CVPR 2021: "Generating Diverse Structure for Image Inpainting With Hierarchical VQ-VAE"

Last update: Nov 04, 2022

Overview

Diverse Structure Inpainting

ArXiv | Papar | Supplementary Material | BibTex

This repository is for the CVPR 2021 paper, "Generating Diverse Structure for Image Inpainting With Hierarchical VQ-VAE".

If our method is useful for your research, please consider citing.

Introduction

(Top) Input incomplete image, where the missing region is depicted in gray. (Middle) Visualization of the generated diverse structures. (Bottom) Output images of our method.

Places2 Results

Results on the Places2 validation set using the center-mask Places2 model.

CelebA-HQ Results

Results on one CelebA-HQ test image with different holes using the random-mask CelebA-HQ model.

Installation

This code was tested with TensorFlow 1.12.0 (later versions may work, excluding 2.x), CUDA 9.0, Python 3.6 and Ubuntu 16.04

Clone this repository：

git clone https://github.com/USTC-JialunPeng/Diverse-Structure-Inpainting.git

Datasets

CelebA-HQ: the high-resolution face images from Growing GANs. 24183 images for training, 2993 images for validation and 2824 images for testing.
Places2: the challenge data from 365 scene categories. 8 Million images for training, 36K images for validation and 328K images for testing.
ImageNet: the data from 1000 natural categories. 1 Million images for training and 50K images for validation.

Training

Collect the dataset. For CelebA-HQ, we collect the 1024x1024 version. For Places2 and ImageNet, we collect the original version.
Prepare the file list. Collect the path of each image and make a file, where each line is a path (end with a carriage return except the last line).
Modify checkpoints_dir, dataset, train_flist and valid_flist arguments in train_vqvae.py, train_structure_generator.py and train_texture_generator.py.
Modify data/data_loader.py according to the dataset. For CelebA-HQ, we resize each image to 266x266 and randomly crop a 256x256. For Places2 and ImageNet, we randomly crop a 256x256
Run python train_vqvae.py to train VQ-VAE.
Modify vqvae_network_dir argument in train_structure_generator.py and train_texture_generator.py based on the path of pre-trained VQ-VAE.
Modify the mask setting arguments in train_structure_generator.py and train_texture_generator.py to choose center mask or random mask.
Run python train_structure_generator.py to train the structure generator.
Run python train_texture_generator.py to train the texture generator.
Modify structure_generator_dir and texture_generator_dir arguments in save_full_model.py based on the paths of pre-trained structure generator and texture generator.
Run python save_full_model.py to save the whole model.

Testing

Collect the testing set. For CelebA-HQ, we resize each image to 256x256. For Places2 and ImageNet, we crop a center 256x256.
Collect the corresponding mask set (2D grayscale, 0 indicates the known region, 255 indicates the missing region).
Prepare the img file list and the mask file list as training.
Modify checkpoints_dir, dataset, img_flist and mask_flist arguments in test.py.
Download the pre-trained model and put model.ckpt.meta, model.ckpt.index, model.ckpt.data-00000-of-00001 and checkpoint under model_logs/ directory.
Run python test.py

Pre-trained Models

Download the pre-trained models using the following links and put them under model_logs/ directory.

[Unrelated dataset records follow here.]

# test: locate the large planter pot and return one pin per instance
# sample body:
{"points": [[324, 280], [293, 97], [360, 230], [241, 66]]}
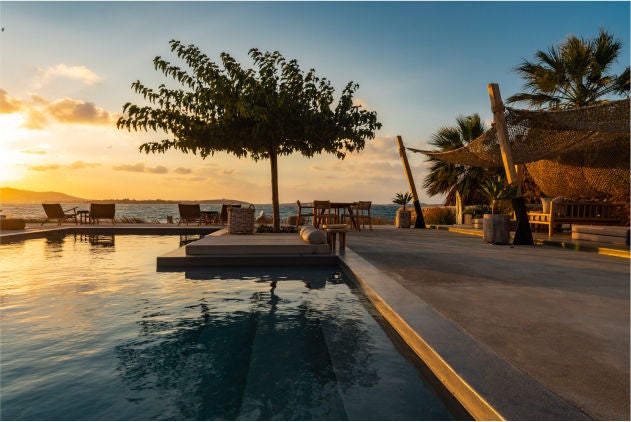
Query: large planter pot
{"points": [[545, 204], [496, 228], [403, 219]]}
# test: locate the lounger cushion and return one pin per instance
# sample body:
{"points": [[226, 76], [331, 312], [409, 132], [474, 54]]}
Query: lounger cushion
{"points": [[312, 235]]}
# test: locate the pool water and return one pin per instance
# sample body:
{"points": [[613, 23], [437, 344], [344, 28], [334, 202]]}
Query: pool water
{"points": [[91, 331]]}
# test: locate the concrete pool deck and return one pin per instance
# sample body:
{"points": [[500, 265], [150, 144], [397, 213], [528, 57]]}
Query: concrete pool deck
{"points": [[539, 332]]}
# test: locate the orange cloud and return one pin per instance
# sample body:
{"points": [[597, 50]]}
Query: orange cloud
{"points": [[39, 111], [77, 165], [46, 167], [141, 168], [8, 104], [34, 152], [79, 73], [67, 110]]}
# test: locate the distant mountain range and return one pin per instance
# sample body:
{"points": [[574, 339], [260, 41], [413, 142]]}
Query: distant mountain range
{"points": [[10, 195]]}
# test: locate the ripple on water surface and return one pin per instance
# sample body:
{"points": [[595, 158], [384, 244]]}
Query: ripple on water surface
{"points": [[91, 331]]}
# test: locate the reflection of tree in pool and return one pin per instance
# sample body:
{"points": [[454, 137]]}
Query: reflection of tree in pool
{"points": [[253, 364]]}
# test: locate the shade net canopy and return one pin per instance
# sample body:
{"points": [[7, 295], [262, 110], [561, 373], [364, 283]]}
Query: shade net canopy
{"points": [[581, 152]]}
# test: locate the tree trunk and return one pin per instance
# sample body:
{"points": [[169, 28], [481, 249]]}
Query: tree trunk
{"points": [[273, 158]]}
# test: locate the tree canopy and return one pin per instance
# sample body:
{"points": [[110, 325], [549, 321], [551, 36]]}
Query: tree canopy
{"points": [[573, 74], [273, 110], [447, 178]]}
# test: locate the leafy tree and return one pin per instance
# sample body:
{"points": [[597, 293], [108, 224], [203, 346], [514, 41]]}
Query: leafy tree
{"points": [[447, 178], [573, 74], [265, 113]]}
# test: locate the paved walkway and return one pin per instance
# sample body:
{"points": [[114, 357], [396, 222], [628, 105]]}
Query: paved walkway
{"points": [[559, 316], [541, 332]]}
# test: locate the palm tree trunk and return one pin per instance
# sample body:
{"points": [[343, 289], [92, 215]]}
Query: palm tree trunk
{"points": [[273, 158]]}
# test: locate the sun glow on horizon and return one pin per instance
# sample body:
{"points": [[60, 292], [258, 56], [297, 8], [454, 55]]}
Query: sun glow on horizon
{"points": [[14, 158]]}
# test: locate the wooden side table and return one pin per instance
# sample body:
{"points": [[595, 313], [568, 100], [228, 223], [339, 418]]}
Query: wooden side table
{"points": [[84, 216], [332, 231]]}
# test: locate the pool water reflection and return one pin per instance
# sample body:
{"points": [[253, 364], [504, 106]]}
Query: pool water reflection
{"points": [[91, 331]]}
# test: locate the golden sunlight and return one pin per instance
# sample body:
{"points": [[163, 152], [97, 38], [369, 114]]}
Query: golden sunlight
{"points": [[14, 157]]}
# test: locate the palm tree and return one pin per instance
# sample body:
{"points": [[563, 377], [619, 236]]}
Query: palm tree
{"points": [[574, 74], [447, 178]]}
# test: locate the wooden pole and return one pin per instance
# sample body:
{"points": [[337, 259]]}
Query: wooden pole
{"points": [[523, 235], [420, 221], [497, 107]]}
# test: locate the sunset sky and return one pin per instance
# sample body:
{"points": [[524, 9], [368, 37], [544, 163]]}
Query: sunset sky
{"points": [[66, 70]]}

center_mask model: CelebA-HQ_center | Places2_center | ImageNet_center
random_mask model: CelebA-HQ_random | Places2_random | ImageNet_random

The center_mask models are trained with images of 256x256 resolution with center 128x128 holes. The random_mask models are trained with random regular and irregular holes.

Inference Time

One advantage of GAN-based and VAE-based methods is their fast inference speed. We measure that Mutual Encoder-Decoder with Feature Equalizations runs at 0.2 second per image on a single NVIDIA 1080 Ti GPU for images of resolution 256×256. In contrast, our model runs at 45 seconds per image. Naively sampling our autoregressive network is the major source of computational time. Fortunately, this time can be reduced by an order of magnitude using an incremental sampling technique which caches and reuses intermediate states of the network. Consider using this technique for faster inference.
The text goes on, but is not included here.